I have an Spectrum with Carriers which reaches from $-f_{s}/2 ... f_{s}/2$ ($f_{s}$ is the Sampling-frequency) (see picture)
The downconversion/shifting of the spectrum is
$$e^{-j2\pi(LO/f_s)}$$
For a centre frequency of $F_C$ for a modulated signal $v(t)$. $$ r(t) = v_I(t) \sqrt{2} \cos 2\pi F_C t - v_Q(t) \sqrt{2}\sin 2\pi F_C t $$
Assuming a direct RF sampling at a rate of $F_S=1/T_S$ before downconversion, we plug $t=nT_S$ above. $$ r(nT_S) = v_I(nT_S) \sqrt{2} \cos 2\pi F_C nT_S - v_Q(nT_S) \sqrt{2}\sin 2\pi F_C nT_S $$
The expression $F_C nT_S$ above becomes $\frac{F_C}{F_S}n$ to yield $$ r(nT_S) = v_I(nT_S) \sqrt{2} \cos 2\pi \frac{F_C }{F_S} n - v_Q(nT_S) \sqrt{2}\sin 2\pi \frac{F_C }{F_S} n $$
Perhaps this is the ratio of the centre frequency to the sample rate you are asking about.

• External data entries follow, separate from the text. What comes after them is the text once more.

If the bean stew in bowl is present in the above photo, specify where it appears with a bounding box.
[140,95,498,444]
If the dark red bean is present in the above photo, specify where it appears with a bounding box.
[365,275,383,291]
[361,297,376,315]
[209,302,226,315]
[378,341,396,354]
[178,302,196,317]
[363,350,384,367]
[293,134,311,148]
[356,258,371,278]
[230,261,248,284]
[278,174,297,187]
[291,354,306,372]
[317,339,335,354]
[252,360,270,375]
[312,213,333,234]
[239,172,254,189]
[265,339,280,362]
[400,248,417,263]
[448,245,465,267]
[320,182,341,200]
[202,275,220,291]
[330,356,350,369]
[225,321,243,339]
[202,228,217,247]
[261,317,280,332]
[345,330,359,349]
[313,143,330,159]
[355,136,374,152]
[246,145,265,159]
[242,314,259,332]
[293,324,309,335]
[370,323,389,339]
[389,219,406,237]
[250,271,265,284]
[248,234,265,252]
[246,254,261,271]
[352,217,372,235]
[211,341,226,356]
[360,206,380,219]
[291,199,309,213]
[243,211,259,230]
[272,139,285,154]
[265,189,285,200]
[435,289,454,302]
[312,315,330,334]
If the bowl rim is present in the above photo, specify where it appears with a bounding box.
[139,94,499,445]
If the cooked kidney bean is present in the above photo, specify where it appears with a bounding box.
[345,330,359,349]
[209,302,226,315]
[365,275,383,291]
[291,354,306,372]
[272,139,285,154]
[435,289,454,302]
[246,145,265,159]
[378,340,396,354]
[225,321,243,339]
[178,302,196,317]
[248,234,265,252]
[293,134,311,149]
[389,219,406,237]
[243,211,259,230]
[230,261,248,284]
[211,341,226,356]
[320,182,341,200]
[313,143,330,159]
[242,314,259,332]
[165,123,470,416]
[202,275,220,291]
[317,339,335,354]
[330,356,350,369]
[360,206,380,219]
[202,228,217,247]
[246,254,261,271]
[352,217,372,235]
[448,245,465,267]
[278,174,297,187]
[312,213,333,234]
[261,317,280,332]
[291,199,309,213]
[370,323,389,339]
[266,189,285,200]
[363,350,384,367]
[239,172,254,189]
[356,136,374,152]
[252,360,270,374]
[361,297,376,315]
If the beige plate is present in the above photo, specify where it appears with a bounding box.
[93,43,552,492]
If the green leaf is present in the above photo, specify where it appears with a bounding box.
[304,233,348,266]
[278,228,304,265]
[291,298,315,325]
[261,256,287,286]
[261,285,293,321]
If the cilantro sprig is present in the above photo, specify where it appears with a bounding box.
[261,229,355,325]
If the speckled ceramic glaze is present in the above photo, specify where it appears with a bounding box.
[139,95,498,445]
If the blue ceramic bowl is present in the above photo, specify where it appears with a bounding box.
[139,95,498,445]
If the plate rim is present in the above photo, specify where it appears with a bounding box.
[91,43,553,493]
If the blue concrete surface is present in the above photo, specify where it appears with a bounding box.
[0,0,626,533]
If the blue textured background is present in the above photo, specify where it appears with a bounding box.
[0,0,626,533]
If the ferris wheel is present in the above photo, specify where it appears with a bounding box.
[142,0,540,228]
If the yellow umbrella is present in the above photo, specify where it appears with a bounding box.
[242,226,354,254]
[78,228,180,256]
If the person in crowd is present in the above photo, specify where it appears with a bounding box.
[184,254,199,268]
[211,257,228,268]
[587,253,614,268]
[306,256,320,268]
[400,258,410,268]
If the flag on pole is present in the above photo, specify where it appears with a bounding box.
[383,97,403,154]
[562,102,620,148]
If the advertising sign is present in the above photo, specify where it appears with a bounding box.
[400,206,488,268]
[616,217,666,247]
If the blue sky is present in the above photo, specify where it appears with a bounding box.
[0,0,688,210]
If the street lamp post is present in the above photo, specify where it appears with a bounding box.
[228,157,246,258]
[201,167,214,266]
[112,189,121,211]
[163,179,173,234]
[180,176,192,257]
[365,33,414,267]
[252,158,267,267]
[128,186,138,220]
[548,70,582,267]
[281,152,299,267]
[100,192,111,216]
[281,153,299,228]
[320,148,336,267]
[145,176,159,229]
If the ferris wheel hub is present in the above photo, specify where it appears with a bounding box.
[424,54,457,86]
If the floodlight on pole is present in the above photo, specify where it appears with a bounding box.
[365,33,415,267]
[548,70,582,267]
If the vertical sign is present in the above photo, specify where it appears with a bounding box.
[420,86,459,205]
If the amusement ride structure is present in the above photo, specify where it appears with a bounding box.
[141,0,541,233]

EDIT: Downconversion can be embedded in a downsampling operation as follows. In a conventional operation, we will have an LO downconverting the signal to baseband, filter it and then downsample it according to the symbol rate, as shown below.
Here, the filter is operating at a higher rate which is unnecessary when we have to throw $M-1$ out of every $M$ samples anyway. This is a hint for what we need to do.
First, we interchange the operations of downconvesion and filtering so our filter needs to be implemented in passband now. If the lowpass filter impulse response is $h[n]$, the passband filter response is $$ g[n] = h[n] e^{j2\pi \frac{F_C}{F_S} n}$$
The interchange of downconversion and filtering is shown below.
Next, we slide the downsampling operation past the LO whose frequency gets multiplied by $M$, i.e., $F_C/F_S \cdot M$. We assume that $$F_C = \frac{F_S}{M}$$ then our LO frequency after sliding it past the downsampler becomes $$\frac{F_C}{F_S}M = \frac{F_S}{M}\frac{M}{F_S}=1$$ which implies that no downconversion is actually required!
However, remember that filter is still operating it at a higher rate. So we slide the downsampler past the filter now and implement it as a polyphase filter. The original spectrum is shown below.
This operation changes the spectrum such that all spectral replicas from $-F_S/2$ to $F_S/2$ end up at baseband overlapped on each other. The interesting part is that at the input of the polyphase arms, they possess a unique phase profile across the whole $360^{\circ}$ around the frequency IQ spectrum. A rough sketch is below.
This is only true in an exact manner for the sinusoidal signals, so the rest of the task for a signal with bandwidth is performed by the filter. When implemented as a polyphase filter, this filter operates with the delays matching those of the spectral replicas shown above. A final summation at the end cancels everything out leaving the desired spectrum.
This also implies that if the desired spectrum is at $F_S/M$ and we want to employ the initial lowpass filter $h[n]$ instead of the bandpass filter $g[n]$, a corresponding rotation is required after each polyphase arm to line everything up before the final cancelation.